EA graphic on EnergyPriorities.com

The "Monthly Energy Review" is published by the United States Department of Energy's Energy Information Agency.

With a little injudicious rounding, those numbers can be made to look like the two energy sources match at 11 percent. In fact they are separated by a spread of 223 trillion Btus or 65,458 megawatt-hours. That's close to half of what wind energy contributed (505 trillion Btus) in the report period. (The figures in this article are rounded to the number of decimal places it provides. When the first digit being cut off is 5 or above, we round the number up; if it is 4 or below, we round down.)

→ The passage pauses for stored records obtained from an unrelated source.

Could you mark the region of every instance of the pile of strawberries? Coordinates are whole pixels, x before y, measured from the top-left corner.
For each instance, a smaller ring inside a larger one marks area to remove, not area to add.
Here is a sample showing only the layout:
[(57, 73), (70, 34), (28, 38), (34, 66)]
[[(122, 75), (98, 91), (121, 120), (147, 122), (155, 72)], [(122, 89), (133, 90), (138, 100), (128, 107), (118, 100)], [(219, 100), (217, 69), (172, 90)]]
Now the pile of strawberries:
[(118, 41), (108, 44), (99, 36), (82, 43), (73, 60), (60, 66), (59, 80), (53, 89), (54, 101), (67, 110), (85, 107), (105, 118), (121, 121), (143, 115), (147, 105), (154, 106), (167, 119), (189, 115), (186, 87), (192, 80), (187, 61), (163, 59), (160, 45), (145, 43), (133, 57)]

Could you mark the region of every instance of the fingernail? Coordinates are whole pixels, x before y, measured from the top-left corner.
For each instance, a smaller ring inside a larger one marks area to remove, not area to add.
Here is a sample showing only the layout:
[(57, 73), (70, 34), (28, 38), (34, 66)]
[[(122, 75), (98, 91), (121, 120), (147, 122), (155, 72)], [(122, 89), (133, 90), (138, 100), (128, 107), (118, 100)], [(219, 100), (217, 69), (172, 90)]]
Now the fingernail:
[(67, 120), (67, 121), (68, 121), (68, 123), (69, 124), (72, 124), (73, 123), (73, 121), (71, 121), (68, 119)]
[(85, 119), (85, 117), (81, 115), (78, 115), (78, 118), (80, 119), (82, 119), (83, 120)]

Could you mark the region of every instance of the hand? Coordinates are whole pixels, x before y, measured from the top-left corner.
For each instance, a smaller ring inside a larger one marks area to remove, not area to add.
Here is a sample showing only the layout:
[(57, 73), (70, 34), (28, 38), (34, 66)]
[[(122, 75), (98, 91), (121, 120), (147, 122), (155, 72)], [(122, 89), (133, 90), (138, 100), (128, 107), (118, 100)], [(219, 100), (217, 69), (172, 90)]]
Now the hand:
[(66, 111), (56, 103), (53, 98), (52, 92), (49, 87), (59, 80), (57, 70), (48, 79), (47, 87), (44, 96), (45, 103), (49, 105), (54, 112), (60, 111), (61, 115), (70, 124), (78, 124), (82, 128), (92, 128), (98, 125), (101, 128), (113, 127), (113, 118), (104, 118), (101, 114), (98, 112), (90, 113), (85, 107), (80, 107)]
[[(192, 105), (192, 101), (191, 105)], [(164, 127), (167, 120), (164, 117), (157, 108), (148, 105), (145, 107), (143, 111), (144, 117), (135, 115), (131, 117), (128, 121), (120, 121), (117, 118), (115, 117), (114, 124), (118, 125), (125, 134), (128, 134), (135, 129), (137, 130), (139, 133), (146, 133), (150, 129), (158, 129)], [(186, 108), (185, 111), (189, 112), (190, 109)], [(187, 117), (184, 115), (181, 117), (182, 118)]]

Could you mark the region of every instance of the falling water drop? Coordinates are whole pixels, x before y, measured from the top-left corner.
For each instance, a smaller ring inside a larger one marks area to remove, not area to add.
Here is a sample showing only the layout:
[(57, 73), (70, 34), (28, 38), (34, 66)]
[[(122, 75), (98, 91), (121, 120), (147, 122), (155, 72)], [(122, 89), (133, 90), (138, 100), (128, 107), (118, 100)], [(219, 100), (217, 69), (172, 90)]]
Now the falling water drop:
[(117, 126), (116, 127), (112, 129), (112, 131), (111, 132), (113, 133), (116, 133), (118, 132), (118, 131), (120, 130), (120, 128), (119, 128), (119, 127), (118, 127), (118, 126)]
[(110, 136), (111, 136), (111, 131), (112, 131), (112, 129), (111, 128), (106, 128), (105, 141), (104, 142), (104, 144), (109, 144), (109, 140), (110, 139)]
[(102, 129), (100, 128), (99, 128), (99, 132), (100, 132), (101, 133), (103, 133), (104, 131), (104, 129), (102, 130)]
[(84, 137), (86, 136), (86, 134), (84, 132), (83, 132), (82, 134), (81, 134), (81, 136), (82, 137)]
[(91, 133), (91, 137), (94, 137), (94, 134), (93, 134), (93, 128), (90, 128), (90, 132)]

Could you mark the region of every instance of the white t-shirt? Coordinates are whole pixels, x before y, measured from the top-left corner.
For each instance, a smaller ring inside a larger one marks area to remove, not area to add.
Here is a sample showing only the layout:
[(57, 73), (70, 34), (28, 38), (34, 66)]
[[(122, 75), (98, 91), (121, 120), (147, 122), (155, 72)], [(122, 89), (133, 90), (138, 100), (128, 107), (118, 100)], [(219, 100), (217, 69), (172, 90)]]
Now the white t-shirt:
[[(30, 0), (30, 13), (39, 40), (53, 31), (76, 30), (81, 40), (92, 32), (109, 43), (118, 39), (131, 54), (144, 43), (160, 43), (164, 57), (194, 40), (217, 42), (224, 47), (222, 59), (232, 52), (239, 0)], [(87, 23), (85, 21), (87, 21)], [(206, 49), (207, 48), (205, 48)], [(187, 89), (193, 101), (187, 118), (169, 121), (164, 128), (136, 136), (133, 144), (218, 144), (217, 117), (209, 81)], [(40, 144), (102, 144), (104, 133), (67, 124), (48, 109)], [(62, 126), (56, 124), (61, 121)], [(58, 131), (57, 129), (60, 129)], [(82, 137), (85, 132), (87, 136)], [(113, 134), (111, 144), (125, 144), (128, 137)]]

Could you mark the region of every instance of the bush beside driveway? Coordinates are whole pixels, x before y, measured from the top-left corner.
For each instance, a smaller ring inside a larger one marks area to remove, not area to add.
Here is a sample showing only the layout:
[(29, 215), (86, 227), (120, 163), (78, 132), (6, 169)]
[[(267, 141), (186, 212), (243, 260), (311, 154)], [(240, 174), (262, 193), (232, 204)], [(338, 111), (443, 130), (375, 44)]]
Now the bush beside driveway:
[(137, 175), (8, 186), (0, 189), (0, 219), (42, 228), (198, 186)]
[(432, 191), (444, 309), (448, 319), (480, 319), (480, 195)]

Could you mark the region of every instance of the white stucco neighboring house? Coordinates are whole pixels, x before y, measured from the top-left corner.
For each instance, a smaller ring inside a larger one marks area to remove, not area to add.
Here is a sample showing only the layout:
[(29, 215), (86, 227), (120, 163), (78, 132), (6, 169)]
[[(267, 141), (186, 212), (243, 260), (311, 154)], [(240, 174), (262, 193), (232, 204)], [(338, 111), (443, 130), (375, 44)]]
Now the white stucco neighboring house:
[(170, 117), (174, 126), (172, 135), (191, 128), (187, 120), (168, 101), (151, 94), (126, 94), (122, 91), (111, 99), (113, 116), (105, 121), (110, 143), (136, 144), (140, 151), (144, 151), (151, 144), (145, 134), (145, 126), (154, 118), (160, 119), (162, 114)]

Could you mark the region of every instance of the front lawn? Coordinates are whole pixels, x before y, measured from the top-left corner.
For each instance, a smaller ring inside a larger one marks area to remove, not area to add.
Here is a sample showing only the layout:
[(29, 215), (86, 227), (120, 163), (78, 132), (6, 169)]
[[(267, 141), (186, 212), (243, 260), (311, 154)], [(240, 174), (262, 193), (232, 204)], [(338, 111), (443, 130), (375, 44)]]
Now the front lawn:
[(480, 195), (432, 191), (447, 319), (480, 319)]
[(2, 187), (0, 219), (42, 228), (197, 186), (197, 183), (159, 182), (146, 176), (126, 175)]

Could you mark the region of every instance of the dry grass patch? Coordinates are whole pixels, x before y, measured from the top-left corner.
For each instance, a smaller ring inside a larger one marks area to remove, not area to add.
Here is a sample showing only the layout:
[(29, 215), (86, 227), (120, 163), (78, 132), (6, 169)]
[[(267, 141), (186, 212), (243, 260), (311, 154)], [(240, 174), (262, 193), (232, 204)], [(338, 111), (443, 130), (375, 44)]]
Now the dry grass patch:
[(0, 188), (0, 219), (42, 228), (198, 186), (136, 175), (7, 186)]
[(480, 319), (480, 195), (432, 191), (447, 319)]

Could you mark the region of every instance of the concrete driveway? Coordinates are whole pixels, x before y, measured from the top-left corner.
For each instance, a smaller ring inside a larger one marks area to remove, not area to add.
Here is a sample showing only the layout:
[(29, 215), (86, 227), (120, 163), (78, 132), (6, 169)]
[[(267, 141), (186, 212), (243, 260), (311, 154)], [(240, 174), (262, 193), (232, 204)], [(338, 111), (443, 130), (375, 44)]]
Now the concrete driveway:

The EIA figures reflect the contributions of each energy source to the total energy produced, not generating capacities or consumption. "Primary energy" refers to the energy value of raw fuels before they are converted to other forms of energy.


Renewables are up and nuclear is down, according to this set of EIA figures. By comparison, in the first nine months of 2009, renewables had a 10.47 percent share; nuclear had an 11.62 percent share.

Renewable energy capacity is expanding, especially in states with favorable policies such as renewable energy portfolio standards. Nuclear power production tends to increase in years when fossil fuel commodity prices are high, among other factors. Through the years since 1990 the nuclear contribution has risen gradually from 8.61 percent to 10.99 percent in 2000, and 11.73 percent in 2005. (Remember that the percentage contribution from any source is a factor of total energy produced that year, regardless of capacity.)

Renewable energy sources include hydroelectric, geothermal, solar/photovoltaic, wind and biomass.

The end of 2010 is right around the corner, but the EIA's figures for all of 2010 won't arrive until March, 2011. Even then, they will be projections subject to revision. As of this writing, the figures for 2009 are still labeled as "projections," and almost all of EIA's 2008 production figures were revised.

EA graphic on EnergyPriorities.com

Source: "Monthly Energy Review," EIA, December, 2010.

Nuclear power caught up to and surpassed renewables in the late 1980s, and widened their lead as renewables declined in the late 1990s. The nuclear lead has been narrowing, but renewables remain slightly behind, as of EIA's December 2010 report.

Natural gas

Coal's share of primary energy production has been declining, while that of natural gas has been rising. If the figures in this partial-year EIA report carry through to the annual figures, in 2010 natural gas (29.61%) will have surpassed coal (29.81%) in energy production. Natural gas burns relatively cleaner than coal, and that has led to the fuel conversion of some coal plants to use natural gas, instead.